Still, Malowney maintained that exposure to anti-Muslim propaganda was a "mitigating factor” in his client’s case.

"He lashed out for sure at who he thought was hurting the country," Malowney said. "There are going to be more people like this when Fox News broadcasts such hatred.”

It would be a huge oversimplification, of course, to claim that Fox News and Fox News alone has been responsible for the rising tide of anti-Muslim acts and sentiments. Still, the role of media in these circumstances can't be ignored. A 2010 academic study from the University of Exeter's European Muslim research center, for example, found that anti-Muslim media coverage had led directly to a rise in hate crimes against London's Muslim population. 

"The report provides prima facie and empirical evidence to demonstrate that assailants of Muslims are invariably motivated by a negative view of Muslims they have acquired from either mainstream or extremist nationalist reports or commentaries in the media," the report says.
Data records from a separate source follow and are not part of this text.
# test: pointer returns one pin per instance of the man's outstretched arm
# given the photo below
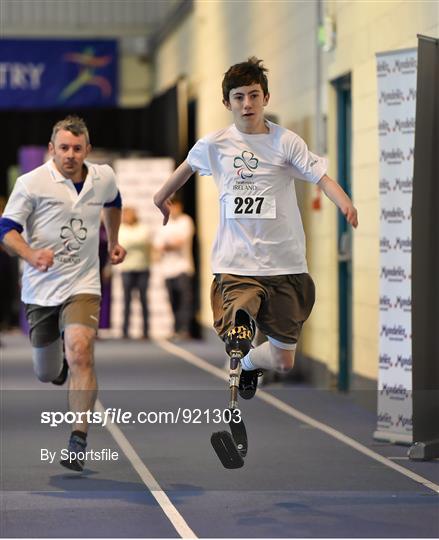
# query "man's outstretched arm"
(177, 179)
(14, 243)
(334, 192)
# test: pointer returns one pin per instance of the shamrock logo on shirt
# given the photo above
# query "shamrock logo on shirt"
(245, 163)
(73, 234)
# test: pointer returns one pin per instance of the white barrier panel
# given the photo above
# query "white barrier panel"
(138, 179)
(396, 72)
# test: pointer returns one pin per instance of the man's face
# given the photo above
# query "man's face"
(69, 152)
(247, 105)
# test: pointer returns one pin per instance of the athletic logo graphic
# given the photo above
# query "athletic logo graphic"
(73, 234)
(88, 63)
(245, 163)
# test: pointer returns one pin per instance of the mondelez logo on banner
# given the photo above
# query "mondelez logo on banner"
(55, 73)
(396, 75)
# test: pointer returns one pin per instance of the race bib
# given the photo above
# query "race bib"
(251, 207)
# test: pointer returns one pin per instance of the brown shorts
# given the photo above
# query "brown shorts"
(47, 323)
(278, 304)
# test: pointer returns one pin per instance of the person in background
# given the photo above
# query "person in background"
(58, 208)
(174, 245)
(135, 237)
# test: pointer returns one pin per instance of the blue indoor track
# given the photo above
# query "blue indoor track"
(312, 469)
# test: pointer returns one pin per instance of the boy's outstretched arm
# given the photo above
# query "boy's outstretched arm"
(334, 192)
(177, 179)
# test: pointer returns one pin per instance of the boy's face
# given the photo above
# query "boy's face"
(247, 105)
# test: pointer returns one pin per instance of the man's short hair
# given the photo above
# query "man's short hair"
(244, 74)
(72, 123)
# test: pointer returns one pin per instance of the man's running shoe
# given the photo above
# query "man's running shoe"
(248, 382)
(76, 458)
(62, 377)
And Fox News can certainly boast a large reach. It's the country's top cable news channel, according to Nielsen data, and often beats out ESPN in the ratings. An average of 1.8 million people tune in to Fox News' primetime programming each night.

In a letter to the Council on American-Islamic Relations, dated Dec. 10, 2015, John David Weissinger expresses regret over th
In a letter to the Council on American-Islamic Relations, dated Dec. 10, 2015, John David Weissinger expresses regret over the threats he previously made against the organization.

Weissinger wants Hooper and other employees at CAIR to understand how sorry he is. He wept in court Tuesday when a CAIR employee described the "terror" she felt upon hearing his threatening voice mail. In a Dec. 10 letter to the organization, Weissinger wrote that "nobody should be subjected to the type of harassment and language I displayed."

After a year of "support and therapy," the letter continues, "I understand peaceful Muslims are not in any way responsible for the horrible events taking place around the world. I have no hatred toward any religion."

Malowney told HuffPost that Weissinger "blames himself for being under the influence of booze and Fox News." Both are vices, Malowney added, that Weissinger has recently decided to give up.